We use a ServiceCallout to send these variables to a dedicated API for Bot Protection.On our API backend both " " are missing (I guess it should be url encoded ?)

How do you construct the request to the service callout? I guess the values of those headers ... they do not get mapped to a header. They are being placed into a JSON payload I suppose? Is that right?

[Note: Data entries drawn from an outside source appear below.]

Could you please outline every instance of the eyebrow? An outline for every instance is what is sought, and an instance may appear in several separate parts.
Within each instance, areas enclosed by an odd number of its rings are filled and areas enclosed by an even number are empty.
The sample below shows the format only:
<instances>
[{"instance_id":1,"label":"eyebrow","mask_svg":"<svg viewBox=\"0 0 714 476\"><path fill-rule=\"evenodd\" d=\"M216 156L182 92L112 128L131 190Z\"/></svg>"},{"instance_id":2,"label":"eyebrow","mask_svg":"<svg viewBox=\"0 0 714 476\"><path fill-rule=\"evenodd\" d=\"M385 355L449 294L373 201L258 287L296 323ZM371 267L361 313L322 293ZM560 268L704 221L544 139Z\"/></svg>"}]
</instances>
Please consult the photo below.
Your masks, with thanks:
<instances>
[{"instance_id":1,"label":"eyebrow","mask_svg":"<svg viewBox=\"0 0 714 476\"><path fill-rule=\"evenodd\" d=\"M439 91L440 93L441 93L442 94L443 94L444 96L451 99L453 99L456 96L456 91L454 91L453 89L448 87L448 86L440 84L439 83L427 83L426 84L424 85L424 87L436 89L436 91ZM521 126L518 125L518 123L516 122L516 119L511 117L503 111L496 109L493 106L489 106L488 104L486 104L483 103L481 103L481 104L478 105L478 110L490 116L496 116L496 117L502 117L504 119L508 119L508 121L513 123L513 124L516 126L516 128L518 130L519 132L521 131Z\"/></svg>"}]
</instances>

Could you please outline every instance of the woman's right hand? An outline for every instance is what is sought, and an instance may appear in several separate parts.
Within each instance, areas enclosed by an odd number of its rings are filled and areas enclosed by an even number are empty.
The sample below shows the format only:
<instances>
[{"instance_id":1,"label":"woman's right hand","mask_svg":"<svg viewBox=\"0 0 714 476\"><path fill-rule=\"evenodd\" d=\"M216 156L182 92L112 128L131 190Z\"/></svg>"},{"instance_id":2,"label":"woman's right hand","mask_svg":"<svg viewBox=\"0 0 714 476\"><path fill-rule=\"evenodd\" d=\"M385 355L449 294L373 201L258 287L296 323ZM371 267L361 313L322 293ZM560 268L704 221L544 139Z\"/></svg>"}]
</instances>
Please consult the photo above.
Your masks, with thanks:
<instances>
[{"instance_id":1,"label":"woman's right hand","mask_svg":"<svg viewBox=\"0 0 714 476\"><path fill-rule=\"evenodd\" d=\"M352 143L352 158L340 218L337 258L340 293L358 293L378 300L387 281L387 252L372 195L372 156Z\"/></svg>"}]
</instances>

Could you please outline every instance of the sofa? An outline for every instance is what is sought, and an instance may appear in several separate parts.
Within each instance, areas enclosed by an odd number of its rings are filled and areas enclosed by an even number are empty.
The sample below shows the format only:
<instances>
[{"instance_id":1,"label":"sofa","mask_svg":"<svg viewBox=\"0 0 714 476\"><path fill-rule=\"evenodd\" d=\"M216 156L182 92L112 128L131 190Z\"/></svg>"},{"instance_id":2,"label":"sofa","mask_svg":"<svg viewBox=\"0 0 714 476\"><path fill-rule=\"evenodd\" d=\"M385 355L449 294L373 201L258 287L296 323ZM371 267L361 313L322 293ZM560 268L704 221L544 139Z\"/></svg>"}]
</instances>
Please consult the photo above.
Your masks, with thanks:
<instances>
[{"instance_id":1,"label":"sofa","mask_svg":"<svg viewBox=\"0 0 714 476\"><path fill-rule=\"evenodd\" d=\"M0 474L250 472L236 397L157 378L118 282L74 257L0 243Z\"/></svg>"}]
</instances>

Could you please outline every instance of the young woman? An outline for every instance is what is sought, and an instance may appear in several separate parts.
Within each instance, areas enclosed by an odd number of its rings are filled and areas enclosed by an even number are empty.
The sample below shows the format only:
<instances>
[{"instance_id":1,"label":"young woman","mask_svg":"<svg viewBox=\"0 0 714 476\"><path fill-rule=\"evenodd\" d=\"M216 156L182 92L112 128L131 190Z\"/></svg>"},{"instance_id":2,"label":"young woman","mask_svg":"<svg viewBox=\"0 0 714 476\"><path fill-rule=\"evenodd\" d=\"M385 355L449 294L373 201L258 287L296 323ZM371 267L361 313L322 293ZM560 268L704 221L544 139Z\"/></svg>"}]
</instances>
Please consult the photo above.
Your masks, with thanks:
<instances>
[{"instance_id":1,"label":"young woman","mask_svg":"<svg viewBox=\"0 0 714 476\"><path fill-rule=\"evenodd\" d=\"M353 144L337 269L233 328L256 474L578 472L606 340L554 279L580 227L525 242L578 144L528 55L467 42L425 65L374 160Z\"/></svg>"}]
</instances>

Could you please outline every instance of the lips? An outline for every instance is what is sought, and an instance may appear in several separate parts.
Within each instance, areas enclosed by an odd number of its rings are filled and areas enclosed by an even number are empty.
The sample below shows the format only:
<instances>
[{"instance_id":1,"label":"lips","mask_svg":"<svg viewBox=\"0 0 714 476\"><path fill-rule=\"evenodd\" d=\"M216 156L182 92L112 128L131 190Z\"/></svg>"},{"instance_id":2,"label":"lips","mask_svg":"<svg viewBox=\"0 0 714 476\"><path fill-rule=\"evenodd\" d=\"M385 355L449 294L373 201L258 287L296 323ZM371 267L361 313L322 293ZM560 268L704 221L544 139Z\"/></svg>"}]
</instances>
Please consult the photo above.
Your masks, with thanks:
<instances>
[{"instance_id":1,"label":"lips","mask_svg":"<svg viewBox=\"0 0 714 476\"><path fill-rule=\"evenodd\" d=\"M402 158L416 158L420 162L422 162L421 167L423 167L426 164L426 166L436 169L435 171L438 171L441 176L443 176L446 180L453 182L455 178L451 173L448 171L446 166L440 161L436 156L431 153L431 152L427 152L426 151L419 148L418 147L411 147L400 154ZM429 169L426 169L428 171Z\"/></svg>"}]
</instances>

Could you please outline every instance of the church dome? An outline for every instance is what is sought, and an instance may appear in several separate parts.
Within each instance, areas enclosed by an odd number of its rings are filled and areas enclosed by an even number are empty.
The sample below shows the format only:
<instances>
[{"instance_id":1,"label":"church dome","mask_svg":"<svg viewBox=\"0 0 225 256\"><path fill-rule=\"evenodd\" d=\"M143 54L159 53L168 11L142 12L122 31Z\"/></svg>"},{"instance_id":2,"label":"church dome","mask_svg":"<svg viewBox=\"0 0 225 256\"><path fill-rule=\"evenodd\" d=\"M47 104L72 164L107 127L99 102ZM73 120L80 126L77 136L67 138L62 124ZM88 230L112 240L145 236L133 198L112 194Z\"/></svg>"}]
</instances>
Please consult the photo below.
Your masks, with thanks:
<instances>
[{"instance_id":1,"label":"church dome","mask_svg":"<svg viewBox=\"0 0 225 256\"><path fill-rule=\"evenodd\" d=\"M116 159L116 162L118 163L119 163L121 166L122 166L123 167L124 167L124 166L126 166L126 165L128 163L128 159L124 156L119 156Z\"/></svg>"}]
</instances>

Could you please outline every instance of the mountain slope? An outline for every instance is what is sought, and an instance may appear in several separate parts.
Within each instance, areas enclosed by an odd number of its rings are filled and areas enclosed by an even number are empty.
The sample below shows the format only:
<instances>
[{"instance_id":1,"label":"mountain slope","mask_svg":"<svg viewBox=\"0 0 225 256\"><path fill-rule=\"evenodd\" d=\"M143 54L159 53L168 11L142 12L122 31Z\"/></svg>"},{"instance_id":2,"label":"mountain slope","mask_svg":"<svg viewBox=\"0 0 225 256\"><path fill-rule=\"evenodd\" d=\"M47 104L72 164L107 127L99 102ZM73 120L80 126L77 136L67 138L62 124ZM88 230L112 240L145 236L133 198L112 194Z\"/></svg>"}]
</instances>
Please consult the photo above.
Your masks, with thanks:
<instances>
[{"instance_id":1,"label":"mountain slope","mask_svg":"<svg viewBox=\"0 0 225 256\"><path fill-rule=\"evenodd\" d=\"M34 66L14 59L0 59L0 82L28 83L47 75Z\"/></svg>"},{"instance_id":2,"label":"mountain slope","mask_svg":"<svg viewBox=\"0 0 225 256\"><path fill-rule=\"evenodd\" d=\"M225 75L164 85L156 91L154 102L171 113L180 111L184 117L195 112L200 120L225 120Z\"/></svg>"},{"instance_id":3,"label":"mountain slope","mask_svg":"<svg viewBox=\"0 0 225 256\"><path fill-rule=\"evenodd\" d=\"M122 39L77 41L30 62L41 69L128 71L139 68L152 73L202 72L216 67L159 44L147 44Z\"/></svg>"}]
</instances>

The issue is that the .getVariable() method tries to be helpful. In HTTP, Headers can in general appear multiple times with distinct values, and it's ok for senders (clients or servers) to concatenate the distinct multiple values of the header into a single header line, with the values separated by commas. So these options are defined to be semantically equivalent:

my-header: x
my-header: y

my-header: x, y

Find the relevant spec here.

The Apigee runtime tries to be helpful in exposing each one of those distinct values as its own variable. You can call getVariable() on request.header.my-header.1 for the first value (x), and on request.header.my-header.1 for the second (y). This is documented here. Apigee behavior is by-the-book here; it just splits the entire header value by commas and gives you the piece parts, irrespective of how any quotes or parens or anything else in the header value might imply other framing. If you call getVariable() with request.header.my-header (without the trailing index) for a header with a value that contains one or more commas, by default you get the FIRST value. Not all the values. So in your case, context.getVariable("request.header.Sec-CH-UA") will give you the text value up to the first comma.

There are some cases where you don't want Apigee to do that - you don't want Apigee to treat a header value that contains commas as a multi-valued header. To tell Apigee "just give me the string" , you can use .values.string as the suffix. Eg, context.getVariable("request.header.Sec-CH-UA.values.string").

When I use that form, I see the headers in their entirety, as expected.